INDIANAPOLIS — A court saga which has been ongoing for almost two years was finally settled last week by the Indiana Supreme Court.

The state’s highest court ruled May 25 to deny a request from Flat Rock Wind – also known as Apex Clean Energy – to hear the case of the company’s appeal of the decision, made earlier this year by the Indiana Court of Appeals, upholding a Rush County judge’s decision that the Rush County Area Board of Zoning Appeals was within its right to enact a 2,300-foot setback distance for industrial wind turbines in the proposed Flat Rock Wind Farm.

The Rush County BZA made that decision in July 2015 to enact a 2,300-foot setback distance, from non-participating property lines, on Apex’s special exception permits for construction of industrial wind turbines as part of the proposed wind project which is slated to span both Rush and Henry counties.

That decision by the BZA was later upheld, during a challenge by Apex Clean Energy in Rush Superior Court, by Judge Matthew D. Bailey. Apex argued that the BZA did not have the authority to change the setback distance from the county-stated minimum of 1,000 feet, while Bailey ruled that the BZA did, in fact, have such authority.

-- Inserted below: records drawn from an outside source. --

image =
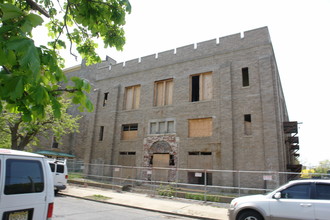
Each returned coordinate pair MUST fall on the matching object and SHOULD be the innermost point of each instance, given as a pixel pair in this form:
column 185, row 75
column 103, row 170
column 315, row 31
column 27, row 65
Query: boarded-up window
column 129, row 132
column 201, row 87
column 162, row 127
column 132, row 97
column 200, row 160
column 201, row 127
column 247, row 124
column 163, row 92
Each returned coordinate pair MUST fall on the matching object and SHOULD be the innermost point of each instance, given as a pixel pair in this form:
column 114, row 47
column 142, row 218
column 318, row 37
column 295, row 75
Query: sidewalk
column 176, row 206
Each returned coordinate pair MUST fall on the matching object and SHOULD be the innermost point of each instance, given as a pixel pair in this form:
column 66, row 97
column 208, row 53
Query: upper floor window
column 247, row 124
column 201, row 127
column 162, row 127
column 129, row 131
column 201, row 87
column 132, row 97
column 163, row 92
column 245, row 77
column 101, row 133
column 105, row 98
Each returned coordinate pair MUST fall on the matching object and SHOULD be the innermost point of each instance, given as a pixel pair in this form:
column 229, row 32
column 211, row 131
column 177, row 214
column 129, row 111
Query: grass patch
column 211, row 198
column 98, row 197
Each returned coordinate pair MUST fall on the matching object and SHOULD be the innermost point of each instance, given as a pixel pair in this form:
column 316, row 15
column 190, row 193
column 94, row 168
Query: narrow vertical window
column 105, row 98
column 195, row 88
column 101, row 133
column 163, row 92
column 245, row 77
column 201, row 87
column 132, row 97
column 247, row 124
column 55, row 143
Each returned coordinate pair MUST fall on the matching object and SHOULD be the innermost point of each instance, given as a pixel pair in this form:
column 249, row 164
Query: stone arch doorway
column 160, row 160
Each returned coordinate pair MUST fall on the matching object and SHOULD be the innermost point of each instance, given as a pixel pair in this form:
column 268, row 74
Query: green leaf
column 56, row 107
column 89, row 105
column 29, row 57
column 14, row 87
column 41, row 95
column 10, row 11
column 34, row 19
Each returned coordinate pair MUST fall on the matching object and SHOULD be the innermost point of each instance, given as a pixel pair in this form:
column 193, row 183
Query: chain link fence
column 200, row 184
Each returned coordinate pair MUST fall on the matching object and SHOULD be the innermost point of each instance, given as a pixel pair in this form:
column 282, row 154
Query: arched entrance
column 160, row 160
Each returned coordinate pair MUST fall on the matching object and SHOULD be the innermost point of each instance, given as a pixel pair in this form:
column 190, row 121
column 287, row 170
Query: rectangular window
column 55, row 143
column 163, row 92
column 129, row 131
column 162, row 127
column 101, row 133
column 200, row 160
column 199, row 178
column 105, row 98
column 247, row 124
column 201, row 87
column 245, row 77
column 132, row 97
column 201, row 127
column 23, row 176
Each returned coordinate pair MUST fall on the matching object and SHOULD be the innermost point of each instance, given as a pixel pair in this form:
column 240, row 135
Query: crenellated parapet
column 249, row 39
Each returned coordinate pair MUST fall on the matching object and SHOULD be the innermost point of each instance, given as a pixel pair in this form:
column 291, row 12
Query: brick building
column 218, row 104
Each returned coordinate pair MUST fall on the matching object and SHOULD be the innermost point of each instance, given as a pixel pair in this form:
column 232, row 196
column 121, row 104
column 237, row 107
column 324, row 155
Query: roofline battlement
column 208, row 48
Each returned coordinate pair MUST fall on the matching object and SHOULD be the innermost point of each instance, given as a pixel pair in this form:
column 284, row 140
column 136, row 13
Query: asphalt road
column 68, row 208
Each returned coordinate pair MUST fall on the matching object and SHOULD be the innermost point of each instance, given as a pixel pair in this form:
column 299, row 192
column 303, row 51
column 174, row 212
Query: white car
column 26, row 186
column 60, row 174
column 299, row 199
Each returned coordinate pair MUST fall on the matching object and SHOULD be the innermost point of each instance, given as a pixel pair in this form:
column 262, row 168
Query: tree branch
column 37, row 7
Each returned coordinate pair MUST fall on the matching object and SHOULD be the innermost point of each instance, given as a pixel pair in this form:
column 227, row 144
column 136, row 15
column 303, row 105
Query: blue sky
column 299, row 32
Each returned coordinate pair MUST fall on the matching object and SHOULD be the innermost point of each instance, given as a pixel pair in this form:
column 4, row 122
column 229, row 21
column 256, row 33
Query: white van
column 26, row 186
column 60, row 173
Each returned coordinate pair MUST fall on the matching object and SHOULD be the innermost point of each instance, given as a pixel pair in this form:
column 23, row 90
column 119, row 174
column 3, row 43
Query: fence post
column 205, row 179
column 239, row 182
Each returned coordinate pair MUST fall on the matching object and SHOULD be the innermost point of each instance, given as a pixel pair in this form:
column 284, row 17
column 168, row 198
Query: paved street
column 68, row 208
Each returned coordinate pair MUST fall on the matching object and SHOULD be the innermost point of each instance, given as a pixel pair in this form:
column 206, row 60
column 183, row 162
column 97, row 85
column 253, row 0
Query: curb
column 136, row 207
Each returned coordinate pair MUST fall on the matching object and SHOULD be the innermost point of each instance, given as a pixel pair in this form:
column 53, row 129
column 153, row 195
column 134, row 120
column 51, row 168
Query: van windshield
column 23, row 176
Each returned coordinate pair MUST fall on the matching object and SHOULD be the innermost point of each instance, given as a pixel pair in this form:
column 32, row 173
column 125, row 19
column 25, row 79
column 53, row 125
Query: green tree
column 323, row 166
column 20, row 134
column 31, row 77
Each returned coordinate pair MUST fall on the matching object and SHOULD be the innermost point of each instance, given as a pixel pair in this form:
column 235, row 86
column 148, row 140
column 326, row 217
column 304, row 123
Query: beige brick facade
column 239, row 105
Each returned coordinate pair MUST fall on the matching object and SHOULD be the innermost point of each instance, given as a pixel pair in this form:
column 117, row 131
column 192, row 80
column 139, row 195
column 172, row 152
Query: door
column 161, row 161
column 24, row 189
column 322, row 201
column 295, row 203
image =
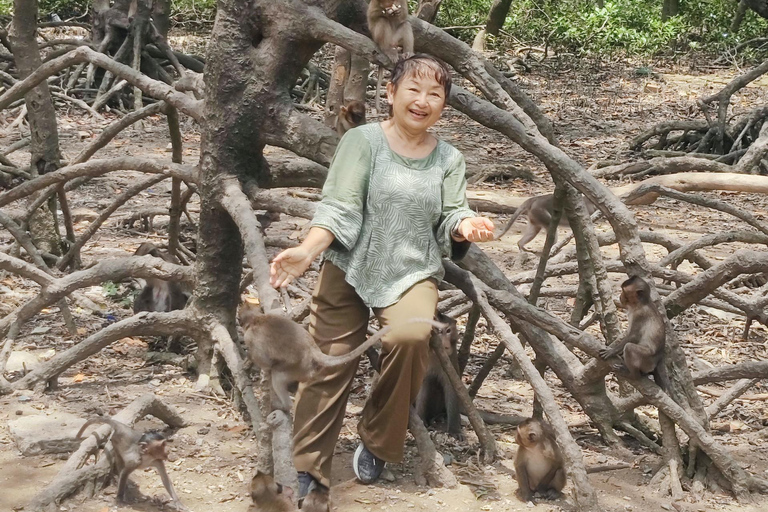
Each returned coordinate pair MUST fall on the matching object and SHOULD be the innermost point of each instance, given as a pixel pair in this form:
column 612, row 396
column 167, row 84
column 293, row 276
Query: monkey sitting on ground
column 389, row 28
column 134, row 450
column 539, row 212
column 538, row 461
column 269, row 496
column 157, row 294
column 282, row 346
column 642, row 346
column 350, row 116
column 437, row 395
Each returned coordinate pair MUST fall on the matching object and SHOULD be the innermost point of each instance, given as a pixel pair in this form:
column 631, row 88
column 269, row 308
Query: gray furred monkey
column 539, row 210
column 282, row 346
column 437, row 395
column 134, row 450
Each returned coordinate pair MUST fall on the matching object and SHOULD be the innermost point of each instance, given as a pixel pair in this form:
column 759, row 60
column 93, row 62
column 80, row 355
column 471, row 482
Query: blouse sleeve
column 455, row 209
column 341, row 209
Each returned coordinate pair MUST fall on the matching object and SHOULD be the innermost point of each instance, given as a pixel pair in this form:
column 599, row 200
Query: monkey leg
column 160, row 467
column 639, row 360
column 531, row 230
column 452, row 410
column 281, row 398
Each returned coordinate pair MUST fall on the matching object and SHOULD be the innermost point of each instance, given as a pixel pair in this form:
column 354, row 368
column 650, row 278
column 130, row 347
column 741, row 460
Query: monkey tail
column 328, row 361
column 521, row 210
column 661, row 377
column 94, row 421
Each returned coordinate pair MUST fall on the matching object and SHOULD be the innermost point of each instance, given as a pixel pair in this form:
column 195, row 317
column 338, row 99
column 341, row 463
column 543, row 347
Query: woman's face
column 417, row 102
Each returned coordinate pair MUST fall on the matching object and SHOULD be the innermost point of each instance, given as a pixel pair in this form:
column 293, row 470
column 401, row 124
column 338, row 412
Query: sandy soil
column 596, row 109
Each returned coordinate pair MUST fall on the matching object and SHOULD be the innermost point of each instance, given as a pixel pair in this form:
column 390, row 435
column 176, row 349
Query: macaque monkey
column 281, row 345
column 134, row 450
column 642, row 346
column 538, row 461
column 269, row 496
column 317, row 500
column 350, row 116
column 437, row 395
column 389, row 27
column 539, row 210
column 158, row 295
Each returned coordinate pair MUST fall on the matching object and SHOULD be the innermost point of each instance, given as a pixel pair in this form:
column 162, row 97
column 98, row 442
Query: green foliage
column 620, row 26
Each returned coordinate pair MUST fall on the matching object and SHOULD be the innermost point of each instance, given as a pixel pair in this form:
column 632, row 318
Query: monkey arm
column 618, row 347
column 455, row 208
column 160, row 467
column 345, row 190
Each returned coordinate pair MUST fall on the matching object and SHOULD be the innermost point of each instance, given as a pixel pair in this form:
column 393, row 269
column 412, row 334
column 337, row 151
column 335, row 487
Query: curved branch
column 98, row 168
column 108, row 270
column 742, row 262
column 235, row 202
column 715, row 204
column 678, row 255
column 748, row 370
column 144, row 324
column 104, row 215
column 154, row 88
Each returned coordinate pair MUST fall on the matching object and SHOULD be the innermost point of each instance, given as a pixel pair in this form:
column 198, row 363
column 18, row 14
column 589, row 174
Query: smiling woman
column 394, row 204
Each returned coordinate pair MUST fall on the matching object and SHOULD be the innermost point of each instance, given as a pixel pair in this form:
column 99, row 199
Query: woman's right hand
column 288, row 265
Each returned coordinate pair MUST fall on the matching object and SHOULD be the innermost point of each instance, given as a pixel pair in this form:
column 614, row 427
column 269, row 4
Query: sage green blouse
column 392, row 216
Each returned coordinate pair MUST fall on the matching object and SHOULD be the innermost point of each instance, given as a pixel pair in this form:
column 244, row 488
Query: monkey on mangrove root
column 389, row 28
column 538, row 461
column 134, row 450
column 539, row 210
column 157, row 294
column 281, row 345
column 351, row 115
column 437, row 395
column 269, row 496
column 642, row 346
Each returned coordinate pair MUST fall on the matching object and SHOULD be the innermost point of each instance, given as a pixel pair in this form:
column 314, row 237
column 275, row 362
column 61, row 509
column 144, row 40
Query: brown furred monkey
column 285, row 348
column 642, row 346
column 437, row 395
column 158, row 295
column 539, row 210
column 269, row 496
column 351, row 115
column 134, row 450
column 538, row 461
column 389, row 28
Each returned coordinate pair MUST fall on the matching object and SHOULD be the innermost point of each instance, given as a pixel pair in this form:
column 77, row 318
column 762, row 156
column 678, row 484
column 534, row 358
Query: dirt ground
column 596, row 110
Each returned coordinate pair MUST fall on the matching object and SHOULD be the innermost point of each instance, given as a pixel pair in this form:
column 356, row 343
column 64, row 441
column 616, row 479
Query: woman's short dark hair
column 422, row 65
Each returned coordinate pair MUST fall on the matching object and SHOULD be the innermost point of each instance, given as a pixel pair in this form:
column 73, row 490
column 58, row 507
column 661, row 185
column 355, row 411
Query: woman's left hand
column 476, row 229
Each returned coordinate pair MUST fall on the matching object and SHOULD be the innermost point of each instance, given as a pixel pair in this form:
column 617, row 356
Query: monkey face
column 417, row 102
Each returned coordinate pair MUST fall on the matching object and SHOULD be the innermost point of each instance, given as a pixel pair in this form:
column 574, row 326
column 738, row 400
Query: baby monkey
column 269, row 496
column 539, row 212
column 285, row 348
column 538, row 461
column 642, row 346
column 389, row 27
column 437, row 395
column 350, row 116
column 134, row 450
column 157, row 294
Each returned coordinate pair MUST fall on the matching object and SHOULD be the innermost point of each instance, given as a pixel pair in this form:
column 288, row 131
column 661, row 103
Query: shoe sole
column 355, row 458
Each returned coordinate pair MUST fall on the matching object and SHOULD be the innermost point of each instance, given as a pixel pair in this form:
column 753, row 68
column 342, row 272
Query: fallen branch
column 143, row 324
column 98, row 168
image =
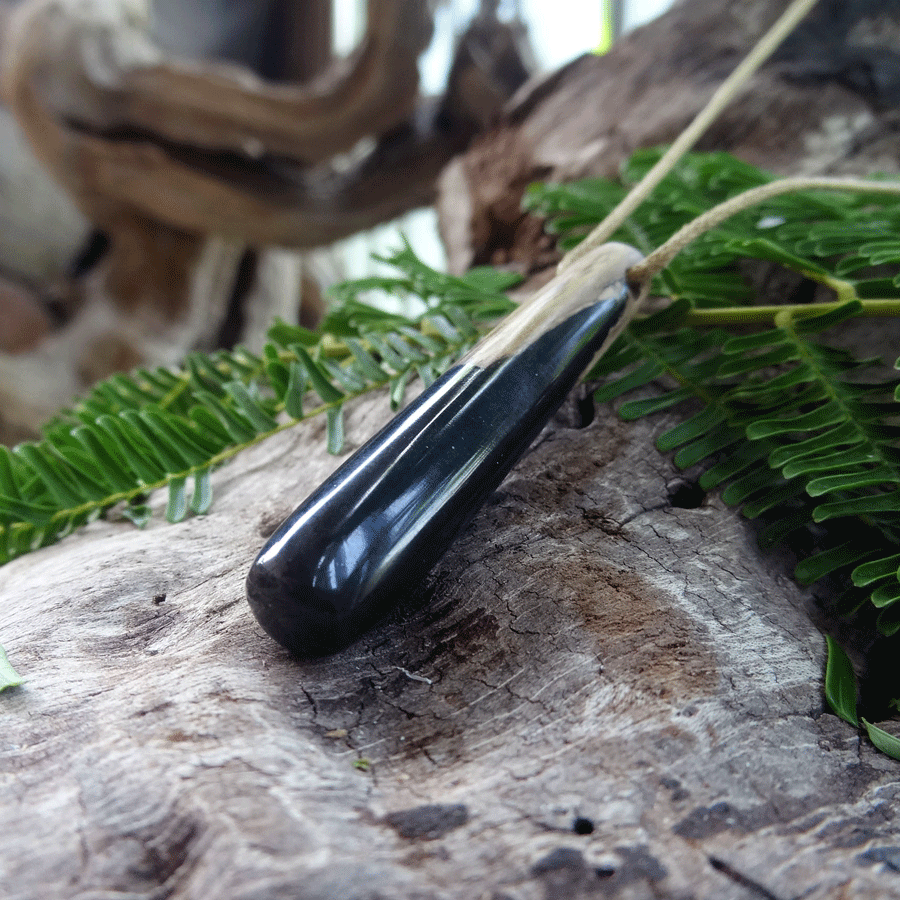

The decision led to Apex appealing the ruling, thus sending the case to the Court of Appeals.

Apex, in its arguments in the court, questioned whether or not the Rush County courts had “abused its discretion in permitting a group of landowners to intervene in these judicial review proceedings,” and whether “the trial court erred in affirming the BZA’s zoning decision approving Flat Rock’s amended application for a special exception to construct a commercial Wind Energy Conversion System, subject to a setback requirement that was both greater and measured differently than the zoning ordinance’s minimum setback requirement.”

The courts felt differently, however, with the Indiana Court of Appeals stating that simply due to owning real estate in the affected area, landowners could have a say, while also adding that if the Rush County BZA reversed its decision, it would no longer adequately represent those very landowners.

The courts also decided that, despite arguments by Apex that the Rush County BZA abused its power by enacting larger setback distances than the minimum stated in the county’s zoning code, those minimum setbacks are simple just minimum guidelines and that the BZA has the authority to enact more stringent setbacks in order to “preserve the health and safety of the public.”

The vote to deny the Flat Rock appeal to the Indiana Supreme Court was unanimous, and took place after all the Supreme Court Justices had examined the case and the previous decisions.

The decision by the Indiana Supreme Court brings the case by Flat Rock Wind against the Rush County BZA, to an official close.